No significant differences were observed in overall complications (40% GDT vs 41% in the control group; P = 0.397, relative risk 0.99 [0.67–1.44]), LOS (11.5 vs 10.5; P = 0.874; WMWodds 1.03 [0.70–1.52]), time to first flatus (62 vs 72 hours; P = 0.180), wound infection (7 vs 14; P = 0.085), anastomotic leaks (2 vs 5; P = 0.23), or mortality (4.2% vs 5.7%; P = 0.67). The incidence of postoperative complications was similar between groups, except for reoperation (11 of 70 [15.7%] in the control group versus 4 of 72 [5.6%] in the GDT group; P = 0.049).
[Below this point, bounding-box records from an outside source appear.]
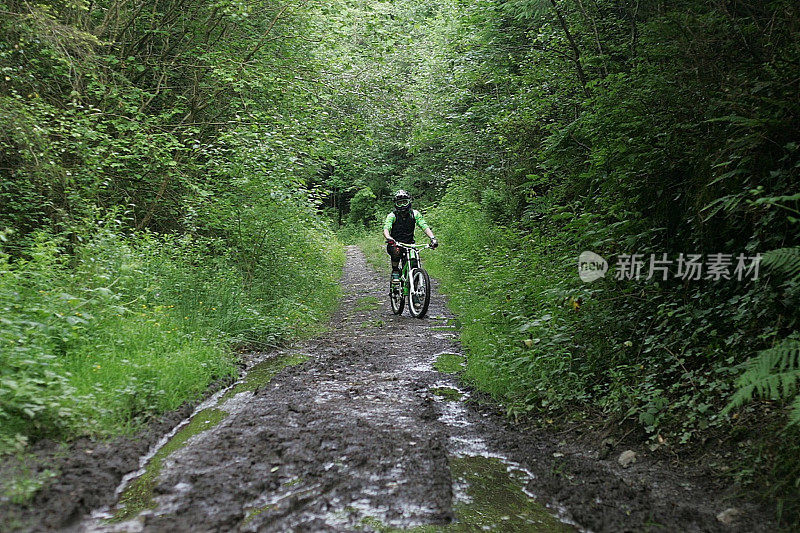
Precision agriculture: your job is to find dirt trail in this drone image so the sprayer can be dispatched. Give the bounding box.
[47,247,763,531]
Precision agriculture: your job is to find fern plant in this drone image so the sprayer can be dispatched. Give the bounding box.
[725,338,800,424]
[723,246,800,424]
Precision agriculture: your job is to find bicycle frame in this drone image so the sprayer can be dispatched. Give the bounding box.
[395,242,431,297]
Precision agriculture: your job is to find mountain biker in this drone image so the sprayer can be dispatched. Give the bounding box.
[383,189,439,283]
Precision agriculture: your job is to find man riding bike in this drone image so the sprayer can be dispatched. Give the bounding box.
[383,189,439,284]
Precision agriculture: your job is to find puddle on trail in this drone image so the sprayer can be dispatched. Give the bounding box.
[450,456,575,532]
[433,352,466,374]
[92,352,308,523]
[431,387,464,402]
[361,455,575,533]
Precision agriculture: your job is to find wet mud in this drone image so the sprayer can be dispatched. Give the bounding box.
[1,247,769,532]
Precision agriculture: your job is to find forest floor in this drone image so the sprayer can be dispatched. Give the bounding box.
[0,246,774,531]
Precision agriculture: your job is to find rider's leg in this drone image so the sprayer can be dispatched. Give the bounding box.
[386,244,403,278]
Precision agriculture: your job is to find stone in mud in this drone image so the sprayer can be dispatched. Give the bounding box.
[717,507,742,526]
[617,450,636,468]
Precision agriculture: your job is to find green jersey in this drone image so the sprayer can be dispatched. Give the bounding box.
[383,209,429,243]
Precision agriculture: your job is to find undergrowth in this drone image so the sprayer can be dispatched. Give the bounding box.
[426,187,800,525]
[0,218,344,452]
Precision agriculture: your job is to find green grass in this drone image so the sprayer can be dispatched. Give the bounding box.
[353,296,381,313]
[354,229,392,279]
[0,223,344,453]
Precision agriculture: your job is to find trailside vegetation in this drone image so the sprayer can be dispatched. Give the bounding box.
[0,0,343,452]
[320,0,800,525]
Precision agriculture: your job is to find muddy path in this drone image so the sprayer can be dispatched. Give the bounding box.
[48,247,769,531]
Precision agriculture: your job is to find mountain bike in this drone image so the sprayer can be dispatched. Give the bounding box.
[389,242,431,318]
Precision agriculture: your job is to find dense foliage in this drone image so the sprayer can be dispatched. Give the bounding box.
[0,0,343,450]
[322,0,800,520]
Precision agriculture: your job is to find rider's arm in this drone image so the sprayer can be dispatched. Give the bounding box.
[383,212,395,241]
[414,209,436,239]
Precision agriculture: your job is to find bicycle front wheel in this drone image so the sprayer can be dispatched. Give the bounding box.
[408,268,431,318]
[389,276,406,315]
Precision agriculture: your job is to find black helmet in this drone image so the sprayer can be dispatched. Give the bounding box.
[394,189,412,211]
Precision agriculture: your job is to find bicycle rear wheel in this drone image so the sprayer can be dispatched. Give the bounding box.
[408,268,431,318]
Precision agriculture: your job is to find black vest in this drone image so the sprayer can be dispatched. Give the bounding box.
[389,209,416,244]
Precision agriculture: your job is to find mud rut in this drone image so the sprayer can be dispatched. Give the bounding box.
[75,247,768,531]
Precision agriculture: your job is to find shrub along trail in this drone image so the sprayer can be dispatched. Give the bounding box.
[43,247,769,531]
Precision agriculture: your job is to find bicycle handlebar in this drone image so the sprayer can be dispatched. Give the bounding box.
[394,241,431,250]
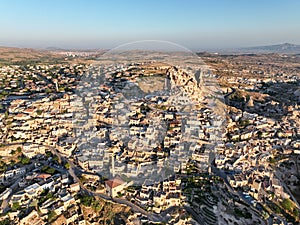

In 4 patients (control), the causes for reoperation were multiple. Three of these patients had hemorrhages associated with suture failure and/or evisceration. Despite an apparent reduction in all variables, there were no significant differences for any end point (Table 5). No detrimental effects (tachycardia, pulmonary edema) were attributed to the protocol in any case.

The interaction tests did not show any difference between categorized P-POSSUM (<30 vs 31–60 vs >60) or total fluid balance (≤−10 vs −10 to +10 vs >10 mL/kg). Thus, neither the surgical risk nor fluid administration had a different effect in response to the hemodynamic protocol.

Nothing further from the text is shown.